The bug at line 406 looks like it should be exploitable to me. The user has rough control over what goes on the stack, the limit being the fact they need to find a charater whose mime encoding is what they would like ;) My lack of knowledge of mime encoding prevents me from giving a quick yes/no answer. The correct phrasing for me is probably: "cannot be guaranteed not to be exploitable". The other bugs seem less likely as the author mentions, they have to have already authenticated without causing SQL to barf.
GLSA 200505-13
The patch provided in the Gentoo package 1.0.2-r3 introduces a new bug. http://www.gentoo.org/cgi-bin/viewcvs.cgi/net-dialup/freeradius/files/freeradius-1.0.2-sql-escape.patch?rev=1.1 In sql_set_user the resulting string will be escaped twice (it will make things wrong if there's an escape candidate character in the username). You can find upstream a patch that works: http://www.freeradius.org/cgi-bin/cvsweb.cgi/radiusd/src/modules/rlm_sql/rlm_sql.c.diff?r1=1.131.2.1&r2=1.131.2.3 Following is my personal opinion about this matter: - This is very disapointing that no mail was send to the FreeRADIUS developpers <freeradius-devel@lists.freeradius.org> before publishing the GLSA. - The severity should be "low" and not "high". The buffer overflow allows to write two characters beyond the limit: one in [0-9A-F] and a '\0'. It is very hard (if possible at all) to do anything with this.
Nicolas, Sorry about the misunderstanding... We (mistakenly) thought that either the BugTraq poster or the Debian maintainer (from which we got the bug from) had tried contacting you. We'll fix this with your (obviously better) patch and issue an update to our GLSA. We'll confirm with our audit team that the buffer overflow is indeed non-exploitable and fix the severity if needed. You might want to push your patch to Debian too before they release their own Security Advisory too, see http://bugs.debian.org/cgi-bin/bugreport.cgi?bug=307796 for pointers. =================================================== mrness, a revision is in order to include upstream patch.

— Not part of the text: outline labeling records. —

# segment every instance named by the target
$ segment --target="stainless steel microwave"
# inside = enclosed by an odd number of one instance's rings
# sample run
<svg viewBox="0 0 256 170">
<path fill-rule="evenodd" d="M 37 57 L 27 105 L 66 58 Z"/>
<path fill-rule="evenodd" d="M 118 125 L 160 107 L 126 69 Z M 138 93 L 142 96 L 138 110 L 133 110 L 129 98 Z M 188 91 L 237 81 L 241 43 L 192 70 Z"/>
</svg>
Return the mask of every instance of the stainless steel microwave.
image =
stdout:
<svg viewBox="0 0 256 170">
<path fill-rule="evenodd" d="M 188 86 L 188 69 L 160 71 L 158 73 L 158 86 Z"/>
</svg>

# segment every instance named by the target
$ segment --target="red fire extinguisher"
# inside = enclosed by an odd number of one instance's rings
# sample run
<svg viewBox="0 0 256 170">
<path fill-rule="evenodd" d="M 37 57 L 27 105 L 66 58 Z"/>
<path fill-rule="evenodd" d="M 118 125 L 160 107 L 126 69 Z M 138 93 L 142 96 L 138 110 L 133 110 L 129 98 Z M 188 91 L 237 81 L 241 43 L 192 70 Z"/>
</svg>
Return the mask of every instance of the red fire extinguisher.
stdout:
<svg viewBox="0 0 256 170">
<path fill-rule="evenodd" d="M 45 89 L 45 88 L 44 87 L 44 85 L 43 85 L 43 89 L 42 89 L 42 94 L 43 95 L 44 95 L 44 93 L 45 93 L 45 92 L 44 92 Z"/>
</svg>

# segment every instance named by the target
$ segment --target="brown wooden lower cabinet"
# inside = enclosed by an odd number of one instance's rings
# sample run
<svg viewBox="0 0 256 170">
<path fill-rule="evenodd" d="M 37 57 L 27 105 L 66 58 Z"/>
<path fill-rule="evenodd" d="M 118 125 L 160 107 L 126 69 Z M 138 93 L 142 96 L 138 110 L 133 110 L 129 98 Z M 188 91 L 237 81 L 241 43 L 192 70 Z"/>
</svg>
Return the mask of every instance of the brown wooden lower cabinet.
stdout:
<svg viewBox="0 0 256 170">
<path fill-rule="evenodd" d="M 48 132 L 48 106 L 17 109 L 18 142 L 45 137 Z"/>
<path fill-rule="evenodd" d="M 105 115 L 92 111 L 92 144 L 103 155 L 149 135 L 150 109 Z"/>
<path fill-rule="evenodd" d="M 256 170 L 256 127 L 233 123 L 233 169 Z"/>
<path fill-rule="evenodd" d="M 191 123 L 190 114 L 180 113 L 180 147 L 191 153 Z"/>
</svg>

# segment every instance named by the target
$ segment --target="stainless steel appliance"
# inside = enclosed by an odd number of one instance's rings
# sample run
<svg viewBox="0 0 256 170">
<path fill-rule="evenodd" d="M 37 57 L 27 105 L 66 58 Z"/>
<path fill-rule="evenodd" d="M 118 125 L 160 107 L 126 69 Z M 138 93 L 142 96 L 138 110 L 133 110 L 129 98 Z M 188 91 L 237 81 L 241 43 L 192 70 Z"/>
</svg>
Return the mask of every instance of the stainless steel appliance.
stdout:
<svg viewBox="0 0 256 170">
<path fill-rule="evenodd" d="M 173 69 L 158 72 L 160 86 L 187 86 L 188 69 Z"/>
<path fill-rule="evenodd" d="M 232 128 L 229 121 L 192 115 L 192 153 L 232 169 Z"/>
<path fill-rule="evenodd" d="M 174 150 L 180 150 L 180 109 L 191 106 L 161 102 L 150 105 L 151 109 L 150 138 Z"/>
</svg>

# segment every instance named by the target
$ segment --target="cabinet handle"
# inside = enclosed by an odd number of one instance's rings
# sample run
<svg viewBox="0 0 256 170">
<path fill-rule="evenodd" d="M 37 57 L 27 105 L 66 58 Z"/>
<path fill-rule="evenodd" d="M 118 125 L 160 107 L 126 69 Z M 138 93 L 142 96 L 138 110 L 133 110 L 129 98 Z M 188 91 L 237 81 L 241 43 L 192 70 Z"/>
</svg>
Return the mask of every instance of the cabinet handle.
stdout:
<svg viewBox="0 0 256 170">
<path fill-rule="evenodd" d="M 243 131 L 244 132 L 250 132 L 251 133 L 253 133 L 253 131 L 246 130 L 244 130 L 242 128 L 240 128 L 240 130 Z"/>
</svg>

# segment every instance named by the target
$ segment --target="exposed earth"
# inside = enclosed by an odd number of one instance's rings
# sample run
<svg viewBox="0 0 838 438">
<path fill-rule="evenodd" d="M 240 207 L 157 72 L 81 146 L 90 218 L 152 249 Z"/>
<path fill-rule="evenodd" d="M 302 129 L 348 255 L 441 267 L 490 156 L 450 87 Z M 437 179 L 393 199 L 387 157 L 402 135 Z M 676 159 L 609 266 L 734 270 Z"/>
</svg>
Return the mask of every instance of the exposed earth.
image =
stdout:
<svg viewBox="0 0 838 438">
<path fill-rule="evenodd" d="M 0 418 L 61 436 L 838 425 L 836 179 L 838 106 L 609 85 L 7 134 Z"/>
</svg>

Nicolas sorry for the misunderstanding, it was not our discovery so we didn't inform you. I've just talked with taviso (one of our auditors) and reports that the two byte overflow is very unlikely to result in code execution.
my apollogies about that. freeradius-1.0.2-r4 commited, using the upstream patch. that should fix this bug, but it is security's bug (not my teritory)
Auditors/Alin does the overflow result in DoS or just the crash of a child?
arrrgh.. that's why I hate upstream patches! Always have RCS shit in them!!! I've fixed the fix by removing RCS garbage from the patch Our init.d script does not use radwatch, it directly starts the radiusd daemon. If we use radwatch, the potential DoS will not be possible. Do you want me to fix that?
Alin, if it's a security improvement and there are no downsides to this please use radwatch. Please confirm that the buffer overflow will be full DoS on our FreeRadius?
done in 1.0.2-r5. now we use radwatch, which make DoS impossible. I don't know if DoS is possible in previous version.
Use CAN-2005-1454 for the overflow. Use CAN-2005-1455 for the SQL injection issues.
Thx Nicolas for bringing this to our attention. GLSA ERRATA sent.
Hmm, but 'man radwatch' says: This script SHOULD NOT BE USED! It's only here for historical purposes, and WILL be deleted in a future version of the the server. Please see 'doc/supervise-radiusd.txt' for info on methods of supervising your radius installation. So perhaps we should look for another solution to prevent DoS?
radwatch is a siple bash script (please loog at bug #93158, especially at comment no 10) if you prefer daemontools and managed to use freeradius with it, I'm open to receive enhancements.